Helios and Matheson Analytics Inc.
- Formerly: Software Ben-Tov, Inc.; The A Consulting Team, Inc.; Helios & Matheson North America Inc.; Helios & Matheson Information Technology Inc.;
- Type: Public
- Traded as: Expert Market: HMNY
- Industry: Data Cinema
- Founded: 1983; 43 years ago
- Defunct: January 28, 2020; 6 years ago
- Fate: Chapter 7 bankruptcy
- Headquarters: Empire State Building, Manhattan, New York City, New York, U.S.
- Key people: Parthasarathy Krishnan (Interim CEO)
- Net income: US$150.8 million (2017)
- Number of employees: 71 (2018)
- Subsidiaries: MoviePass; Moviefone; MoviePass Films; Zone Technologies;

= Helios and Matheson Analytics =

American technology company

Helios and Matheson Analytics Inc. was a publicly traded data analytics company based in New York City, New York.

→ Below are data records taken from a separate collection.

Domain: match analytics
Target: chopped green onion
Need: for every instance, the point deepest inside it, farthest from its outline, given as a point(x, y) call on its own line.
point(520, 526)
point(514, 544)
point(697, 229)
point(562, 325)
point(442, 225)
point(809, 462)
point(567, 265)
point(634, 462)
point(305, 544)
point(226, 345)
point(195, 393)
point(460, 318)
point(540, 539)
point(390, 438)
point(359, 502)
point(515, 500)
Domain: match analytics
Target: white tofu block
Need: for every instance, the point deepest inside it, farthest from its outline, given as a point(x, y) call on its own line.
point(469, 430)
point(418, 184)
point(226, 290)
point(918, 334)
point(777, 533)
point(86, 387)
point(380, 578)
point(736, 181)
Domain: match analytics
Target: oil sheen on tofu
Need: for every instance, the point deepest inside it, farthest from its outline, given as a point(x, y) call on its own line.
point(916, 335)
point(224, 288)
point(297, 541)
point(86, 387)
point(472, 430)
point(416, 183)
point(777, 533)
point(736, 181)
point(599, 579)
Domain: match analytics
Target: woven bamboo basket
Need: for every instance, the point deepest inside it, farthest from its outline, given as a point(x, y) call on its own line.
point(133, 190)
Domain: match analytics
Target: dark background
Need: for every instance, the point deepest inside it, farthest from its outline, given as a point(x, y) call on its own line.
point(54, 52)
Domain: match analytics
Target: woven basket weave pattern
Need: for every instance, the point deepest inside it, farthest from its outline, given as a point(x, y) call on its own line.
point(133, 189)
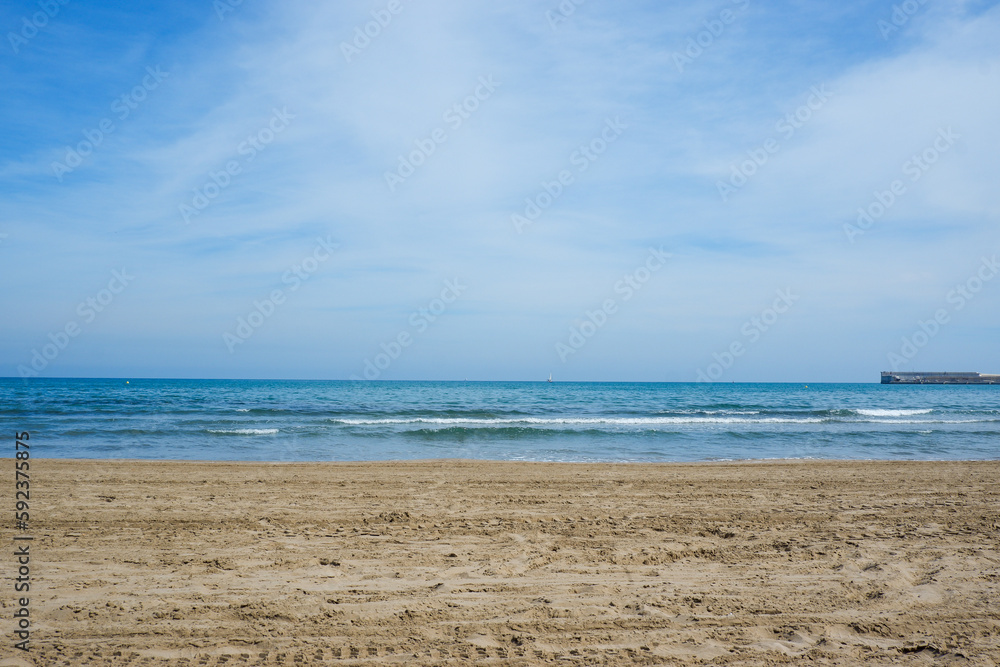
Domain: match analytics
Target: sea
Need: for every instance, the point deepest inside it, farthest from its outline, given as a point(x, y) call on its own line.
point(280, 420)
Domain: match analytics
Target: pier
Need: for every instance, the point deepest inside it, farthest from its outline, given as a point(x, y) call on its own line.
point(894, 377)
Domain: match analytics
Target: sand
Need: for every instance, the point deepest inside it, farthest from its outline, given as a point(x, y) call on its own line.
point(457, 562)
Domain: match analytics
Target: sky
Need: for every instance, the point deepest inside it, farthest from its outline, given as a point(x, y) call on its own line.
point(729, 190)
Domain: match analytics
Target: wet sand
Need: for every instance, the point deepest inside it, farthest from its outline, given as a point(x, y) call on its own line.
point(457, 562)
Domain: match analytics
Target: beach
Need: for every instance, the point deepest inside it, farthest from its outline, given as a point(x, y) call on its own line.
point(458, 561)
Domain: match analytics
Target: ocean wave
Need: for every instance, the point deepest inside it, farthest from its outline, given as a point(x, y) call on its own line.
point(244, 431)
point(575, 421)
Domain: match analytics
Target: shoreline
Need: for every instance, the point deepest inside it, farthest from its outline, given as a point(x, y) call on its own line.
point(453, 561)
point(766, 461)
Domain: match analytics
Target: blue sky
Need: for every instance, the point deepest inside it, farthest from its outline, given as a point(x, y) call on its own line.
point(284, 196)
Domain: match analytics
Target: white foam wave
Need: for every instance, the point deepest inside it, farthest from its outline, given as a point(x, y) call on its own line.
point(892, 413)
point(576, 421)
point(245, 431)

The company became widely known during its final years for acquiring and subsequently operating MoviePass, which ultimately led to the company's bankruptcy.

==History==
The company was founded in 1983 by Shmuel BenTov as Software Ben-Tov. It changed its name later that year to The A Consulting Team. The company made its initial public offering in 1997.

In 2006, Helios & Matheson Information Technology Ltd., an IT consulting firm based in Chennai, India, purchased a majority stake in the company. The A Consulting Team changed its name in 2007 to Helios & Matheson North America, to highlight its association with the parent company.

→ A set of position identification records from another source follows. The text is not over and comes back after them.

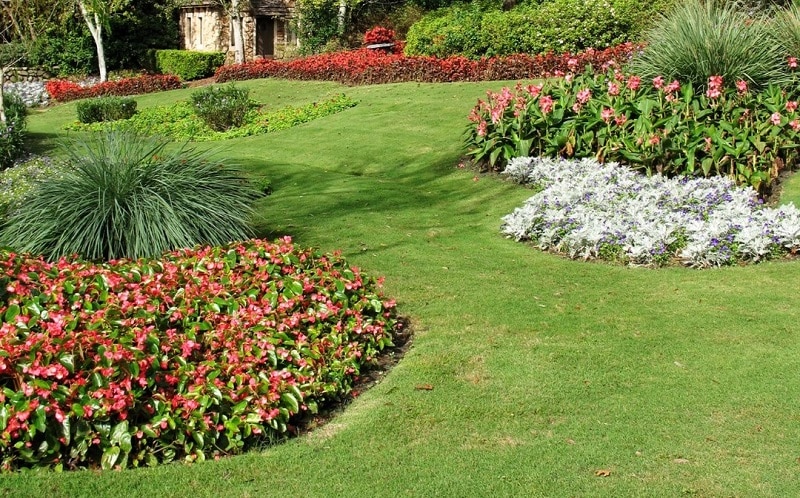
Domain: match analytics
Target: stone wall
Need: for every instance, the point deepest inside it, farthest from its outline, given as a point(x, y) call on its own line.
point(17, 74)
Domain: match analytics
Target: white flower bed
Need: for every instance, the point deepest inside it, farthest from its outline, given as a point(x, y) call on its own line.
point(590, 210)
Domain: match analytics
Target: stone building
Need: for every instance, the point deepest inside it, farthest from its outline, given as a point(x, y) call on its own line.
point(267, 28)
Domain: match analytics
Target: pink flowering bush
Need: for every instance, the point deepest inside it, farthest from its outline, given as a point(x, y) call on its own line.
point(65, 91)
point(201, 353)
point(655, 126)
point(368, 67)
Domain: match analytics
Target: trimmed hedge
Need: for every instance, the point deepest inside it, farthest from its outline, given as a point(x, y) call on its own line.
point(105, 109)
point(551, 26)
point(187, 64)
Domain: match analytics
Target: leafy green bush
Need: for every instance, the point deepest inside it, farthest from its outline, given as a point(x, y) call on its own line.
point(669, 128)
point(704, 38)
point(187, 64)
point(221, 107)
point(201, 353)
point(12, 134)
point(123, 195)
point(446, 32)
point(180, 123)
point(105, 109)
point(553, 26)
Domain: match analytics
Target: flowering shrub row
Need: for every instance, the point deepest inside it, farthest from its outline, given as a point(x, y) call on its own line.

The company again changed its name in 2011 to Helios & Matheson Information Technology Inc., to reflect that it was seeking business opportunities worldwide, and then in 2013 to Helios and Matheson Analytics, to reflect that the business had "moved beyond IT".

The company acquired Zone Technologies, maker of the RedZone Map app, in November 2016. Zone founder Ted Farnsworth was appointed chairman of Helios, and then, in January 2017, became Helios's CEO.

In August 2017, Helios purchased a majority stake in MoviePass. Helios advanced MoviePass $55 million from December to February 20, 2018. MoviePass then converted the advances from debt to equity. This increased Helios' ownership stake from 62.4 percent to 81.2 percent. Another $35 million in advances converted to capital put Helios at 91.8 percent, allowing for a merger unilaterally initiated by the Helios board. In January 2018, co-founder Stacy Spikes was fired from the company.

In April 2018, Helios acquired the movie listings website Moviefone from Verizon's digital media subsidiary, Oath Inc. As part of the transaction, Verizon took an equity stake in MoviePass.

In March 2018, the board of directors began the process to spin off Zone Technologies to shareholders as a separate, publicly traded company, with the hope that it would allow Helios to focus on its strengths.

In April 2018, Helios sold $150 million in stock with $30 million of the shares at $2.75, a discount from the closing market price of $3.83. Most of the proceeds were used to fund MoviePass. With the diluting and discount on the shares, prior investors indicated their unhappiness with the company on Twitter.

In May 2018, the company acquired the assets of Emmett Furla Oasis Films, gaining its executives' expertise in making films for a new subsidiary, MoviePass Films, with an option to purchase the library. The new company would be 51% owned by Helios and the remainder by EFO. By early August 2018, Helios and Matheson completed the acquisition of Emmett Furla Oasis Films assets for the MoviePass subsidiary, MoviePass Films.

In August 2018, the company reported a loss of $100 million in the second quarter of 2018 with the company trading at an implied value of $30 million. In October 2018, the Attorney General of New York opened an investigation into Helios and Matheson Analytics, looking into whether it misled investors about the company's financial situation.

With market perception of MoviePass affecting Helios & Matheson's stock value, in October 2018 the company revealed a preliminary plan to spin off its film industry units as MoviePass Entertainment Holdings. The plan calls for a stock dividend of a minority of the holding company's stock allowing Helios to retain a controlling interest and for listing the new company on the NASDAQ or alternative market. The company's stock was delisted from the Nasdaq on February 12, 2019, and moved to over-the-counter markets. On January 28, 2020, the company filed for chapter 7 bankruptcy and announced plans to close the company.